An L1 search may select an interaction term before all involved lower-order interaction terms (including main-effect terms) have been selected. In projpred versions > 2.6.0, the resulting predictor ranking is automatically modified so that the lower-order interaction terms come before this interaction term, but if this is conceptually undesired, choose the forward search instead.
The elements of the search_terms
character vector don't need to be
individual predictor terms. Instead, they can be building blocks consisting
of several predictor terms connected by the +
symbol. To understand how
these building blocks work, it is important to know how projpred's
forward search works: It starts with an empty vector chosen
which will
later contain already selected predictor terms. Then, the search iterates
over model sizes \(j \in \{0, ..., J\}\) (with \(J\)

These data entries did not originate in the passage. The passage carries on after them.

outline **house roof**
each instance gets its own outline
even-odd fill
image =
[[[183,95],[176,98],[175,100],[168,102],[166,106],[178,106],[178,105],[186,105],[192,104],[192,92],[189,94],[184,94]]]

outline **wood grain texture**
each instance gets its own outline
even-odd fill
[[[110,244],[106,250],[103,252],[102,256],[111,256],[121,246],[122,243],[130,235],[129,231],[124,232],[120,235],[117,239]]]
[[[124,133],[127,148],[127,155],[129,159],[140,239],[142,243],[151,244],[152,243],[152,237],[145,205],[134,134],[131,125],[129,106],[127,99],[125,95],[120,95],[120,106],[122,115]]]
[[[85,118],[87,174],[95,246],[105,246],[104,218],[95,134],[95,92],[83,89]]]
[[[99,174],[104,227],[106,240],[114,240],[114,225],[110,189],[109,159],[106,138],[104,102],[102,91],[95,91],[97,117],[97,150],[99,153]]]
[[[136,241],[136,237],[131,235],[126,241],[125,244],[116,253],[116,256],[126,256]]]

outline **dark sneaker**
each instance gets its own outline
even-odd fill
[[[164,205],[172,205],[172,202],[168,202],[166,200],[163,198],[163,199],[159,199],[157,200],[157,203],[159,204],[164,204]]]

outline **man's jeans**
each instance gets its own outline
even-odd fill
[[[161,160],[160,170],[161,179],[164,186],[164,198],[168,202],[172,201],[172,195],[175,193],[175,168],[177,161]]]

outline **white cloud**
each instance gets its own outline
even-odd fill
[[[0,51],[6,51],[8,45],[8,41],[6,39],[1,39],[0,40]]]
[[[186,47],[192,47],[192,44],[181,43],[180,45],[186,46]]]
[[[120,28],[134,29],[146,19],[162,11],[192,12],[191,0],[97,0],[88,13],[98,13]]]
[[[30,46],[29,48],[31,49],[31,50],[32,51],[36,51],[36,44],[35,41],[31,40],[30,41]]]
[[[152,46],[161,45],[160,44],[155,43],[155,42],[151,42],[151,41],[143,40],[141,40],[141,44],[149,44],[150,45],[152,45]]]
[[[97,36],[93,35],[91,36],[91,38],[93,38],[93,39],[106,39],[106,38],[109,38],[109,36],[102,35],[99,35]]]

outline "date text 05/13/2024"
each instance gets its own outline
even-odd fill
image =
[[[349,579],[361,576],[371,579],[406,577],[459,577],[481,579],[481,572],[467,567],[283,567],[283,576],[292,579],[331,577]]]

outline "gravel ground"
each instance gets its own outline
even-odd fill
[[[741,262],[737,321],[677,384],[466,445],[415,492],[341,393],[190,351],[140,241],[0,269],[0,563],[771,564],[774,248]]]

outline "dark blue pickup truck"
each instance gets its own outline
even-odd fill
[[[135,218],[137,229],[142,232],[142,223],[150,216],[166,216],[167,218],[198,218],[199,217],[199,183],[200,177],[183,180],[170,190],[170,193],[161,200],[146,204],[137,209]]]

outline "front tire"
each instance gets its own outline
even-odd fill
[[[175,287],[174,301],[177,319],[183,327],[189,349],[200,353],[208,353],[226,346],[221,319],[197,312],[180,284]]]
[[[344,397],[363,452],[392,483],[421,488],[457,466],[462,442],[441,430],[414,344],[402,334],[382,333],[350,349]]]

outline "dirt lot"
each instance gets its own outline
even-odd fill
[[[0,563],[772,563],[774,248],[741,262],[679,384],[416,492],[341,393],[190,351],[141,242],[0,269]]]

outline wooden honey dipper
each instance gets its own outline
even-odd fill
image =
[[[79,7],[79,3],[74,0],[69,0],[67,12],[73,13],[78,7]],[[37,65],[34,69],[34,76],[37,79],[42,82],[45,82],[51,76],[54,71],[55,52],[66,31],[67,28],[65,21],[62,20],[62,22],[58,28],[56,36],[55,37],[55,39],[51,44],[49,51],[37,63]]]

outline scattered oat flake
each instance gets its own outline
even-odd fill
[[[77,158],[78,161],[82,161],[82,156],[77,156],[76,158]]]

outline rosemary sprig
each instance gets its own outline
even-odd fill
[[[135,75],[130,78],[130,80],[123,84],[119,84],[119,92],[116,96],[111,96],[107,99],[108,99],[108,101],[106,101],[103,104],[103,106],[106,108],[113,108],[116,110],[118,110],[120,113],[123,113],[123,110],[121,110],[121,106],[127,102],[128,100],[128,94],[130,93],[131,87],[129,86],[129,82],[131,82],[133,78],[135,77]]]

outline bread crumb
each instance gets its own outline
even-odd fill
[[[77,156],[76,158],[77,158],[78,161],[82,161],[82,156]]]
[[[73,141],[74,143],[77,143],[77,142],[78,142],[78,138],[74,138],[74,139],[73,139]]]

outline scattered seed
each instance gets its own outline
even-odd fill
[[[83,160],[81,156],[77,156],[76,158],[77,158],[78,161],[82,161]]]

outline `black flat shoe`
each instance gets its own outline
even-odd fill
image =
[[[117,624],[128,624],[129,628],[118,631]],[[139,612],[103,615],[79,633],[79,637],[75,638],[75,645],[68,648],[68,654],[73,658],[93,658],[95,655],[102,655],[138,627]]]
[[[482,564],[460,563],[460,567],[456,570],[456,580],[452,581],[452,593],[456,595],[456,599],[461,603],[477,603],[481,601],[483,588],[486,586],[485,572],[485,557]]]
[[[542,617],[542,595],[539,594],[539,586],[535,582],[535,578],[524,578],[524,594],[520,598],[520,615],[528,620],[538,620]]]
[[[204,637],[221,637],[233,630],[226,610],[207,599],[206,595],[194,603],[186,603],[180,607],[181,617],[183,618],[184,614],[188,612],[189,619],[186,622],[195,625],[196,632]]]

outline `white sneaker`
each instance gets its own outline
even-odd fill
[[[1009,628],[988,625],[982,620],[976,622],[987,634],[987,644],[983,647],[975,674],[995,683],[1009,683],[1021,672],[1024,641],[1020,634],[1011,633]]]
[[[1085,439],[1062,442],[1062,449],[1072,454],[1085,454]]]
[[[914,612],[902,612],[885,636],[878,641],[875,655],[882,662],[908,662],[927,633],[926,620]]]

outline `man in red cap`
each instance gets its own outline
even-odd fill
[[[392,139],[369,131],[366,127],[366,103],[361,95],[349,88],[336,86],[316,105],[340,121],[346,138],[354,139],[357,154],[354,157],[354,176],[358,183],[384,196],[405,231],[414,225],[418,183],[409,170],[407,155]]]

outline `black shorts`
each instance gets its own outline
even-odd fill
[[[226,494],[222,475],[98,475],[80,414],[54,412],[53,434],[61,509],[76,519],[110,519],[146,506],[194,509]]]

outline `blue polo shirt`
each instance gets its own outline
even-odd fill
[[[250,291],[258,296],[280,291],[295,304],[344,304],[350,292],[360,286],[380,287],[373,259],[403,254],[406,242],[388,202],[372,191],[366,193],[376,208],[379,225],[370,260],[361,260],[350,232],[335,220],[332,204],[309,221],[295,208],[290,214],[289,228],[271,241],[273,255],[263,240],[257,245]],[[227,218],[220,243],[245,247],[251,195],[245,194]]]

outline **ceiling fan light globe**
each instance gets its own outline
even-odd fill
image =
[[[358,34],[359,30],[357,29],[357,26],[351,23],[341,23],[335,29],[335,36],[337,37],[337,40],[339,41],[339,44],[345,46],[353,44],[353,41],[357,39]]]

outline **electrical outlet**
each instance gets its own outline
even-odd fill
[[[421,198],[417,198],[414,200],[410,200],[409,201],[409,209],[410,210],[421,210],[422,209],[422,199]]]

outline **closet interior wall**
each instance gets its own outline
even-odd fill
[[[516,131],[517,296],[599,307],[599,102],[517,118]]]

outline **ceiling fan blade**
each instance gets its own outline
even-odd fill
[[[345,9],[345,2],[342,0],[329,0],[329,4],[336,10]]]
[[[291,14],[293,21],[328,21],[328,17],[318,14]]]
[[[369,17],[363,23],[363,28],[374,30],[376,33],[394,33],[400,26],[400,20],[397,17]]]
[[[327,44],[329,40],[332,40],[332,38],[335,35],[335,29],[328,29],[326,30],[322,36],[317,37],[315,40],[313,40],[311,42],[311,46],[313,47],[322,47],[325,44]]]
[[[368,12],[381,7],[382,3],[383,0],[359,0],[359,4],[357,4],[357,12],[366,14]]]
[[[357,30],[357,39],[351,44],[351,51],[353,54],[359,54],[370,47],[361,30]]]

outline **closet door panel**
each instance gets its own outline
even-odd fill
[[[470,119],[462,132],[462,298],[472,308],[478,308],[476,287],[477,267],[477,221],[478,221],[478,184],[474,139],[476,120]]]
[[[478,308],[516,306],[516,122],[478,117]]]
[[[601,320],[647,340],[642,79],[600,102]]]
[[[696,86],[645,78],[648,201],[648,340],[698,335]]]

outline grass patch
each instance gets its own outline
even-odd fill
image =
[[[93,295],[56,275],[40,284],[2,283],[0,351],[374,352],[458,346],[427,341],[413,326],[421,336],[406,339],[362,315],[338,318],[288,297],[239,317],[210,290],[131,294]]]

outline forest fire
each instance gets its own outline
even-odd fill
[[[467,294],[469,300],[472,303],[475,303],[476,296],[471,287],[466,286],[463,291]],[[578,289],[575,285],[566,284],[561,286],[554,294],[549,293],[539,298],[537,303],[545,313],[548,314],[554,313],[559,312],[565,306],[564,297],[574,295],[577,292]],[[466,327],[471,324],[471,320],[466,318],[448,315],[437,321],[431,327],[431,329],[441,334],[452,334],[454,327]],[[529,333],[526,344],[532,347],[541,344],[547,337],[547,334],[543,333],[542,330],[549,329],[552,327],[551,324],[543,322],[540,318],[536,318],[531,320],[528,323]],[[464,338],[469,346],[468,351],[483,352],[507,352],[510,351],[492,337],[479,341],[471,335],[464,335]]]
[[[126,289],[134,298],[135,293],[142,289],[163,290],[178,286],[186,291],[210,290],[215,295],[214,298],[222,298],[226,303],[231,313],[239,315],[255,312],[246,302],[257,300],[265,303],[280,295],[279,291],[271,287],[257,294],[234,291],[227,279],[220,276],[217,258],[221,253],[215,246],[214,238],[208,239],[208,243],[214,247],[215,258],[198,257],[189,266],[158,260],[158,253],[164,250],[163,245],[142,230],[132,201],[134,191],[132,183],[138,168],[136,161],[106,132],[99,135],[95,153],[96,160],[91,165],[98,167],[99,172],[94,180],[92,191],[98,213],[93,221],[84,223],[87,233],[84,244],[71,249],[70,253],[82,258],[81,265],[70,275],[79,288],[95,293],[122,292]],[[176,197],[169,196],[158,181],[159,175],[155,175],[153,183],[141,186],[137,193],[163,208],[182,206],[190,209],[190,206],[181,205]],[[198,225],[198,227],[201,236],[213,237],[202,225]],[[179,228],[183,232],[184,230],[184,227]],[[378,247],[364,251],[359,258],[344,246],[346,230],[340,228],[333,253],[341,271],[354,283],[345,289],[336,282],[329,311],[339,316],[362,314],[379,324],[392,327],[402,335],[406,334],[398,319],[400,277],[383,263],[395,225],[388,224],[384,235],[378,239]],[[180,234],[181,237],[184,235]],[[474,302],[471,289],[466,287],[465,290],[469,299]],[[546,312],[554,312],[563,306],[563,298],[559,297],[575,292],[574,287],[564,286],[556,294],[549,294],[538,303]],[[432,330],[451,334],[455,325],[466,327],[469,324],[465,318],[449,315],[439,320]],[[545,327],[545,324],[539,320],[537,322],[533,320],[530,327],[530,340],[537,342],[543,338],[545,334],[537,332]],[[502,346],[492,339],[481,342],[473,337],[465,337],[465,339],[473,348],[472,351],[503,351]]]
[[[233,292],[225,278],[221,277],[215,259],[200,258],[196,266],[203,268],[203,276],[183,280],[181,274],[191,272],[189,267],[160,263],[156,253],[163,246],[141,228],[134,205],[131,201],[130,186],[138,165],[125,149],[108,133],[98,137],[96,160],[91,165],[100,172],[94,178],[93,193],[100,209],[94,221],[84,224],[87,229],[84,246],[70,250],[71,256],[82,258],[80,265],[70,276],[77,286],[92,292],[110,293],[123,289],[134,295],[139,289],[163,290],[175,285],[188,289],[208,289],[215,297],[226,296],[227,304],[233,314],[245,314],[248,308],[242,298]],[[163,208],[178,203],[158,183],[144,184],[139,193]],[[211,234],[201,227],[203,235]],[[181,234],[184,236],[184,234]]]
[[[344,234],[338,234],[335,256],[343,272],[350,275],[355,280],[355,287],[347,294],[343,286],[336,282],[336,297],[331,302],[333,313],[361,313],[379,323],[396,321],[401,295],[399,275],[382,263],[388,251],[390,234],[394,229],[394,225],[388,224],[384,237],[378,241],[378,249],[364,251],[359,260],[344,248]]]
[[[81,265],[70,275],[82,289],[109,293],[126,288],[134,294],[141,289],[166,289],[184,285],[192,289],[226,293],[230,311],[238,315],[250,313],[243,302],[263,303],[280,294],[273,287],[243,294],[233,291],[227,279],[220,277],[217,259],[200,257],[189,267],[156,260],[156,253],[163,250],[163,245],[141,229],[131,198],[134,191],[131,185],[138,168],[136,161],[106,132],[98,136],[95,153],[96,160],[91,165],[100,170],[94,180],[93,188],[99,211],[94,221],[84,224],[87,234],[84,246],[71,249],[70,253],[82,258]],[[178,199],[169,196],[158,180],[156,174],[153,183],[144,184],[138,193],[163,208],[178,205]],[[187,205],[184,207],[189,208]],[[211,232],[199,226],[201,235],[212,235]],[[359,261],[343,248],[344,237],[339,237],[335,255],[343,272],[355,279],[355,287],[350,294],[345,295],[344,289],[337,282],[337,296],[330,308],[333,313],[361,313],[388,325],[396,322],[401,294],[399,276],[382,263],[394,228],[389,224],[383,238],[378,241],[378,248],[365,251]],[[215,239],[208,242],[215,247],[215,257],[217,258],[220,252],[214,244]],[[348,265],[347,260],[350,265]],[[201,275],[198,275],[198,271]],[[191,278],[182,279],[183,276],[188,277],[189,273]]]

denoting the maximum submodel size, not counting the intercept). The
candidate models at model size \(j\) are constructed from those elements
from search_terms
which yield model size \(j\) when combined with the
chosen
predictor terms. Note that sometimes, there may be no candidate
models for model size \(j\). Also note that internally, search_terms
is
expanded to include the intercept ("1"
), so the first step of the search
(model size 0) always consists of the intercept-only model as the only
candidate.
As a search_terms
example, consider a reference model with formula y ~ x1 + x2 + x3
. Then, to ensure that x1
is always included in the
candidate models, specify search_terms = c("x1", "x1 + x2", "x1 + x3", "x1 + x2 + x3")
(or, in a simpler way that leads to the same results,
search_terms = c("x1", "x1 + x2", "x1 + x3")
, for which helper function
force_search_terms()
exists). This search would start with y ~ 1
as the
only candidate at model size 0. At model size 1, y ~ x1
would be the only
candidate. At model size 2, y ~ x1 + x2
and y ~ x1 + x3
would be the
two candidates. At the last model size of 3, y ~ x1 + x2 + x3
would be
the only candidate. As another example, to exclude x1
from the search,
specify search_terms = c("x2", "x3", "x2 + x3")
(or, in a simpler way
that leads to the same results, search_terms = c("x2", "x3")
).
d_test
If not NULL
, then d_test
needs to be a list
with the following
elements:
data
: a data.frame
containing the predictor variables for the test set.
offset
: a numeric vector containing the offset values for the test set
(if there is no offset, use a vector of zeros).
weights
: a numeric vector containing the observation weights for the test
set (if there are no observation weights, use a vector of ones).
y
: a vector or a factor
containing the response values for the test
set. In case of the latent projection, this has to be a vector containing the
latent response values, but it can also be a vector full of NA
s if
latent-scale post-processing is not needed.
y_oscale
: Only needs to be provided in case of the latent projection
where this needs to be a vector or a factor
containing the original
(i.e., non-latent) response values for the test set.
# Data:
dat_gauss <- data.frame(y = df_gaussian$y, df_gaussian$x)
# The `stanreg` fit which will be used as the reference model (with small
# values for `chains` and `iter`, but only for technical reasons in this
# example; this is not recommended in general):
fit <- rstanarm::stan_glm(
y ~ X1 + X2 + X3 + X4 + X5, family = gaussian(), data = dat_gauss,
QR = TRUE, chains = 2, iter = 500, refresh = 0, seed = 9876
)
# Run varsel() (here without cross-validation, with L1 search, and with small
# values for `nterms_max` and `nclusters_pred`, but only for the sake of
# speed in this example; this is not recommended in general):
vs <- varsel(fit, method = "L1", nterms_max = 3, nclusters_pred = 10,
seed = 5555, verbose = FALSE)
# Now see, for example, `?print.vsel`, `?plot.vsel`, `?suggest_size.vsel`,
# and `?ranking` for possible post-processing functions.